Cologne's botanical garden is called Flora and is located right next to the zoo quite close to the inner city. The garden has a very active friends' association that regularly supports expansions, reconstructions and new buildings. Currently, the tropical greenhouse is being rebuilt with donations from the association.
















(own photos)

The shell has just been completed, now comes the interior work.








Image: Königs Architekten

The garden was severely damaged in World War II and many areas were restored only in recent decades. For example, in 2014 the main building was reconstructed:

































The original main entrance was reconstructed in 1996. The ticket booths are now used for exhibitions, because the entrance to the garden is free.









The water cascade was already restored in 1988. At its end was a pavilion which has not yet been rebuilt.








(own photos)


----------



## TM_Germany (Nov 7, 2015)

This is wonderful! Cologne certainly has seen a bunch of really nice projects in the last years.


----------



## SputnikBooster (Jun 17, 2013)

Weststadt
Ehrenfeld, Lindenthal

Since the beginning of the year, the city has been working on a master plan for an area of about 500 hectares in western Cologne. The area includes parts of the districts of Braunsfeld, Müngersdorf, Ehrenfeld and Bickendorf. Today, it's primarily home to commercial and industrial enterprises with large production and storage areas. As a result, the area as a whole makes a rather disorderly impression, which can also be seen well on aerial photos:









The city planning department would like to develop this part of the city into a more urban area, which should also offer significantly more residential space in the future. Nevertheless, space for industry and commerce shall also be preserved here. To minimize the amount of space required for industry and commerce, the planning department is focusing on more vertical development, such as multi-story warehouses.

For this, the planning office MUST was recently commissioned to create a target image. Together with the city, the office developed the name "Weststadt" for the area and divided the planning area into smaller quarters:








Image: MUST Städtebau GmbH

The fact that project developers have long recognized the potential of the area has become evident lately. In recent years, a number of noteworthy projects have already been realized here, such as "The Ship", branded as the most "digital" office building in Germany at the time.

These are some of the projects currently under construction or planned that are located in the area covered by the framework planning.

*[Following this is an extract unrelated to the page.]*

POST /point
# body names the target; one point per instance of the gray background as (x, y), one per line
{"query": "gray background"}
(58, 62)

I have divided the list according to the envisioned new quarters.



*Bickendorfer Gewerbehöfe*


*Vorum*
Office building for approximately 800 work places on 20,000 sq. ft. of usable space with restaurant spaces on the first floor.

*Location*: Vitalisstraße, Bickendorf
*Status*: Ready for construction
*Before*: Commercial area
*Planned completion*: 2024








Image: Evolutiq Real Estate Asset IV GmbH


*Ehrenveedel*
Multiple office buildings.

*Location*: Vogelsanger Straße, Ehrenfeld
*Status*: Ready for construction
*Before*: Freight station








Image: Aurelis Real Estate Service GmbH


*Pandion Neun Freunde*
Multiple residential buildings.

*Location*: Am Alten Güterbahnhof, Ehrenfeld
*Status*: under construction
*Before*: Freight station
*Planned completion*: 2023








Image: Pandion AG


*Pandion Fünf Freunde*
Multiple residential buildings.

*Location*: Am Alten Güterbahnhof, Ehrenfeld
*Status*: under construction
*Before*: Freight station
*Planned completion*: 2021/2022








Image: Pandion AG


*Kwartier Werk*
Eight residential buildings with 113 apartments.

*Location*: Am Alten Güterbahnhof, Ehrenfeld
*Status*: under construction
*Before*: Freight station
*Planned completion*: 2022








Image: KAMPMEYER Immobilien GmbH


*Lichtquartier*


*Ruby Hotel*
Hotel with 165 rooms located directly at Ehrenfeld train station.

*Location*: Ehrenfeldgürtel, Ehrenfeld
*Status*: Planning
*Before*: Postal distribution center
*Planned completion*: 2025








Image: Ruby Hotels


*Ehrenfeldgürtel 2*
Residential building with 39 apartments.

*Location*: Ehrenfeldgürtel, Ehrenfeld
*Status*: under construction
*Before*: Gas station
*Planned completion*: 2022








Image: WvM Immobilien + Projektentwicklung GmbH


*Residential and commercial building Heliosstraße*
New building with student apartments, floor hotel and supermarket on the first floor.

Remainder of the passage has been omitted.